Some general comments:
- There are several
if hasattr(...)blocks that are redundant, because all stores define those attributes. You can check which properties/attributes/methods all stores have at https://zarr.readthedocs.io/en/stable/api/zarr/abc/store/index.html#zarr.abc.store.Store. These redudnant blocks should be simplified. I started commenting on these, but there's enough that I stopped, so you'll have to find them all. - There are several branches that claim to handle "dict-like" objects, but
self._storeis always a store. So these branches can be removed. I started commenting on these, but there's enough that I stopped, so you'll have to find them all. - There are a few methods that are redundant or duplicate functionality, and should be removed (see inline comments)

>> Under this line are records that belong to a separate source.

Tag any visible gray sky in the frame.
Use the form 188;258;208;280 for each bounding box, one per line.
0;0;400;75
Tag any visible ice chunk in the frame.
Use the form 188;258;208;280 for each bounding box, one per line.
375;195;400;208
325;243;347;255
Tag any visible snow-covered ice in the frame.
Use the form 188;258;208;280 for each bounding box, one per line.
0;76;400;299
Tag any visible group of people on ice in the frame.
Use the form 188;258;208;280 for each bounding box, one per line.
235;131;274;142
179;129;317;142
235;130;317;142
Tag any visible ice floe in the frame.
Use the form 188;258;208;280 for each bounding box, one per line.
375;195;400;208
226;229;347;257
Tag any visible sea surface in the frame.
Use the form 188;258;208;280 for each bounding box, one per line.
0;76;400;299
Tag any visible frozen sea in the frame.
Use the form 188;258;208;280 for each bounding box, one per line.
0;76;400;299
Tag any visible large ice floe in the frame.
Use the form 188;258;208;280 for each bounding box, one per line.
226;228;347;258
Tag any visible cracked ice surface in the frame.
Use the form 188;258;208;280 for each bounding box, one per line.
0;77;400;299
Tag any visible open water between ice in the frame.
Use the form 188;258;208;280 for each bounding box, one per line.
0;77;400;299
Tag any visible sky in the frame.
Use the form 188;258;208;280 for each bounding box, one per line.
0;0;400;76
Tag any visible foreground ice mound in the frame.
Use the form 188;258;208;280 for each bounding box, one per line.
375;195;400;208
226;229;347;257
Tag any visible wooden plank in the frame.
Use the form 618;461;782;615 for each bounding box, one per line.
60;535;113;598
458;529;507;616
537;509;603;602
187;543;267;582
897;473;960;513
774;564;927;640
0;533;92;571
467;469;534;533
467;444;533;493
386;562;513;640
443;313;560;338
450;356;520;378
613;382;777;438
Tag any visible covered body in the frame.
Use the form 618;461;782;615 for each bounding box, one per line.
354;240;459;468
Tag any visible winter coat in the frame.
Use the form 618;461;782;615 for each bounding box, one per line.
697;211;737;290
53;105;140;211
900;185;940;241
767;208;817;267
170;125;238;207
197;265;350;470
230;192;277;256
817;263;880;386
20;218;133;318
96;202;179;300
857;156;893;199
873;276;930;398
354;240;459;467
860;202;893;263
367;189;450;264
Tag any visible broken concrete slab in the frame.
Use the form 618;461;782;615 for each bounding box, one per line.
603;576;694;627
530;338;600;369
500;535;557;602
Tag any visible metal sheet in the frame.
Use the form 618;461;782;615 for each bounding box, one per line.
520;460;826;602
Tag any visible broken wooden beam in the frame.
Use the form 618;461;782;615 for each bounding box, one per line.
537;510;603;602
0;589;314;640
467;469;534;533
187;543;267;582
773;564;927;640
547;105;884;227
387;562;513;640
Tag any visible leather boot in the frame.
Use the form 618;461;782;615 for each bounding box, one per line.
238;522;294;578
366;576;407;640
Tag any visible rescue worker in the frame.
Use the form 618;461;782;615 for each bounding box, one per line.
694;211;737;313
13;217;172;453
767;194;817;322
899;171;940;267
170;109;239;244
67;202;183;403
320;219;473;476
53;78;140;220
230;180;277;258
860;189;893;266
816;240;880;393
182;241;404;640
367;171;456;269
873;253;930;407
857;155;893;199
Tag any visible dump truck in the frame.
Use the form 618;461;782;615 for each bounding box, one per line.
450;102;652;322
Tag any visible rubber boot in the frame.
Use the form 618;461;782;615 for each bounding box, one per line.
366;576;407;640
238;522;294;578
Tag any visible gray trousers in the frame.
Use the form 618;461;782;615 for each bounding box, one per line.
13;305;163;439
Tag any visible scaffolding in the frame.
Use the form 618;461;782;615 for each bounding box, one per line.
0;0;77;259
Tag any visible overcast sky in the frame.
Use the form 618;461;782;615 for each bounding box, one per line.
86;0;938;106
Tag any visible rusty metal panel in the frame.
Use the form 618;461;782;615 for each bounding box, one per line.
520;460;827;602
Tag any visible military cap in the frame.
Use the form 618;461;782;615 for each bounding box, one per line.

| Extract directory listing from store keys by filtering keys that start with the given path. | ||
| """ | ||
| children: set[str] = set() | ||
| # Handle both Store objects and dict-like objects |
There was a problem hiding this comment.
Why are you handling both Store and dict-like objects, when the type of store in the signature only allows Store objects?
There was a problem hiding this comment.
Remove handling of both types of objects.
| self._keys_cache = [] | ||
| return self._keys_cache | ||
|
|
||
| def listdir(self, path: Path) -> list[str]: |
There was a problem hiding this comment.
This whole method can be deleted, because it's made redundant by list_dir(), which is the method that the Store base class says has to be implemented.
| return sorted(children) | ||
|
|
||
|
|
||
| def listdir(store: Store, path: Path | None = None) -> list[str]: |
There was a problem hiding this comment.
This whole function can be deleted, because it's only used in listdir() below, which can also be delted (see other comment below).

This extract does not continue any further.